Cet ouvrage d’Amin Maalouf compte parmi les livres qui m’ont le plus marqué et fait réfléchir ces derniers temps. Etant fascinée, sans me l’avouer réellement, par les thèses de Samuel Huntington depuis que je les ai découvertes il y a environ deux ans, j’étais subjuguée par le clash des civilisations et par une analyse aussi clairvoyante, voire prophétique, à une époque aussi précoce. A ceux qui prônaient la fameuse “fin de l’Histoire” suite à la chute du Mur de Berlin, Huntington prouvait le contraire grâce à de vrais arguments intellectuels et à une étude fine du système international. Le livre d’Amin Maalouf, qui part du même constat, m’a fait changer de regard sur l’insolubilité du choc des civilisations. En effet, je n’aurai jamais pensé que la rédemption d’un monde déréglé puisse venir d’un Occident en perdition qui a abusé de ses prérogatives pendant des siècles. L’idée d’une rencontre des diasporas favorisée par l’Occident et avancée par Maalouf constitue, à mes yeux, une vraie innovation dans la façon d’appréhender le fait civilisationnel. De la même façon, dépasser l’allégeance à la nation par l’acception d’une dualité des appartenances, au sein même de nos nations européennes, pour résoudre cette fracture entre les civilisations me semble être une réelle audace des idées et une véritable réflexion qui pourrait conclure de façon magistrale des débats portant sur l’idée de nation en Europe tels que soulevés par Justine Lacroix ou Jürgen Habermas.

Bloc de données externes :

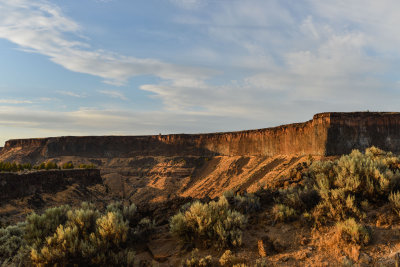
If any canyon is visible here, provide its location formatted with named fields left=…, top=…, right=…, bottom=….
left=0, top=112, right=400, bottom=207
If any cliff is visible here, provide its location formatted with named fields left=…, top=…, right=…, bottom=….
left=0, top=169, right=102, bottom=201
left=0, top=112, right=400, bottom=160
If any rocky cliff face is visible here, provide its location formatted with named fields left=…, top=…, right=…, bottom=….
left=0, top=169, right=102, bottom=202
left=0, top=112, right=400, bottom=206
left=0, top=112, right=400, bottom=160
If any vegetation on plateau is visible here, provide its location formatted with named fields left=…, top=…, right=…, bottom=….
left=0, top=161, right=96, bottom=172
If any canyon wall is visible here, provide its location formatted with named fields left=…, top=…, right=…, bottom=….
left=0, top=169, right=102, bottom=201
left=0, top=112, right=400, bottom=163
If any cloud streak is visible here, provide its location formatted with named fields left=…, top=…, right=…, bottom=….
left=0, top=0, right=215, bottom=85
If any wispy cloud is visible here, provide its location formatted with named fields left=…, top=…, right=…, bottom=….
left=170, top=0, right=206, bottom=9
left=0, top=99, right=33, bottom=104
left=0, top=0, right=214, bottom=85
left=99, top=90, right=128, bottom=101
left=57, top=91, right=86, bottom=98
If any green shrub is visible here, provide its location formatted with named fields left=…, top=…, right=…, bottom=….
left=0, top=223, right=29, bottom=266
left=25, top=205, right=71, bottom=248
left=272, top=204, right=298, bottom=222
left=62, top=162, right=74, bottom=169
left=182, top=249, right=216, bottom=267
left=31, top=204, right=135, bottom=266
left=223, top=190, right=260, bottom=214
left=170, top=197, right=247, bottom=247
left=45, top=161, right=58, bottom=170
left=78, top=164, right=96, bottom=169
left=336, top=218, right=371, bottom=245
left=218, top=250, right=241, bottom=266
left=389, top=191, right=400, bottom=214
left=308, top=147, right=400, bottom=224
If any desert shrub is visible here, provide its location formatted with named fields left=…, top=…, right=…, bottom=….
left=0, top=161, right=32, bottom=172
left=218, top=250, right=241, bottom=266
left=25, top=205, right=71, bottom=247
left=182, top=249, right=216, bottom=267
left=78, top=164, right=96, bottom=169
left=223, top=190, right=260, bottom=214
left=170, top=197, right=247, bottom=247
left=389, top=191, right=400, bottom=214
left=254, top=258, right=271, bottom=267
left=31, top=204, right=135, bottom=266
left=45, top=161, right=58, bottom=170
left=0, top=223, right=29, bottom=266
left=272, top=204, right=298, bottom=222
left=106, top=201, right=155, bottom=241
left=336, top=218, right=371, bottom=245
left=132, top=218, right=155, bottom=241
left=62, top=162, right=74, bottom=169
left=106, top=201, right=138, bottom=223
left=308, top=147, right=400, bottom=223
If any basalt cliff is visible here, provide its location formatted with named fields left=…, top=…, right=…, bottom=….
left=0, top=112, right=400, bottom=206
left=0, top=112, right=400, bottom=161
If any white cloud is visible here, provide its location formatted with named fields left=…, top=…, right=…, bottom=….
left=0, top=0, right=400, bottom=138
left=99, top=90, right=128, bottom=101
left=0, top=99, right=33, bottom=104
left=57, top=91, right=86, bottom=98
left=0, top=0, right=215, bottom=85
left=170, top=0, right=206, bottom=9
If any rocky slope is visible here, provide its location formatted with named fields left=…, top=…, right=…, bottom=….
left=0, top=112, right=400, bottom=205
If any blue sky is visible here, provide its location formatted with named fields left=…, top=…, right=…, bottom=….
left=0, top=0, right=400, bottom=145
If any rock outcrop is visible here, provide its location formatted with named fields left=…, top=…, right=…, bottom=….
left=0, top=169, right=102, bottom=202
left=0, top=112, right=400, bottom=160
left=0, top=112, right=400, bottom=206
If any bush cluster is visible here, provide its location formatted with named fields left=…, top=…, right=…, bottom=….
left=223, top=190, right=261, bottom=214
left=0, top=161, right=96, bottom=172
left=170, top=196, right=247, bottom=247
left=0, top=202, right=154, bottom=266
left=0, top=161, right=32, bottom=172
left=336, top=218, right=371, bottom=245
left=309, top=147, right=400, bottom=224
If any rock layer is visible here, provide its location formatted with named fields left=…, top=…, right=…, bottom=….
left=0, top=169, right=102, bottom=202
left=0, top=112, right=400, bottom=161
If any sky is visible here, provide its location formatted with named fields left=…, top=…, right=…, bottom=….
left=0, top=0, right=400, bottom=146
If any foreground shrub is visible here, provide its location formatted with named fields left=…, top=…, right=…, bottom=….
left=31, top=204, right=134, bottom=266
left=389, top=191, right=400, bottom=214
left=0, top=224, right=29, bottom=266
left=182, top=249, right=216, bottom=267
left=25, top=205, right=71, bottom=248
left=62, top=162, right=74, bottom=169
left=272, top=204, right=297, bottom=222
left=223, top=190, right=260, bottom=214
left=170, top=197, right=247, bottom=247
left=336, top=218, right=371, bottom=245
left=309, top=147, right=400, bottom=224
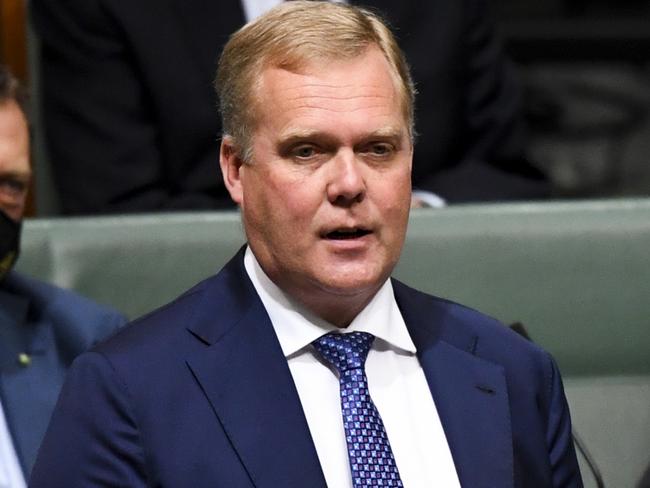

J’ai également beaucoup apprécié que l’auteur se sente en autorité de juger les deux principaux protagonistes de son essai en invoquant sa double origine: né au Liban et vivant en France, il parle à la fois l’arabe, le français et l’anglais, ce qui lui permet, précise-t-il, de lire la presse des deux côtés et de prendre conscience à quel point les deux discours tournent à vide sans s’écouter l’un l’autre. De même, cela lui permet de saisir les blessures et les vanités de chaque civilisation et de les formuler de façon neutre et objective. Il est d’autant plus appréciable que cette autorité de juger n’est pas imposée par l’auteur mais s’impose d’elle-même de par la force de son argumentaire et de sa démonstration.  Cela lui permet de rendre compte d’un pouvoir hémiplégique et d’une problématique de l’Orient sans adopter une posture victimaire sans issue. Sans aucun doute, Amin Maalouf est bien meilleur analyste que Pascal Boniface qui, au lieu de dépasser les clivages, ne fait que reproduire les dichotomies.

Il s’agit donc d’un ouvrage qui traite de vraies questions, un ouvrage réellement ancré dans l’époque contemporaine et qui resitue avec grand succès les conséquences de la fin de la Guerre Froide comme l’un des plus grands séismes politiques des temps modernes, et non seulement en tant que évènement majeur qui a permis à toute une partie du globe de découvrir la démocratie.

Néanmoins, pour une lectrice avide de références telle que moi, il est regrettable que l’auteur n’ait pas eu davantage recours aux notes de bas de page pour citer les auteurs qu’il a consultés. Mais il s’agit d’un aspect négatif dérisoire au vu de la qualité de l’essai et de l’érudition d’Amin Maalouf.

En un sens, cet ouvrage vient ajouter sa pierre à l’édifice qui avait déjà été entamé par René Guénon dans son livre intitulé La Crise du Monde Moderne, qui traitait, dès 1927, de la problématique d’un Occident courant à sa perte et d’un Orient aliéné par l’évolution de cette modernité.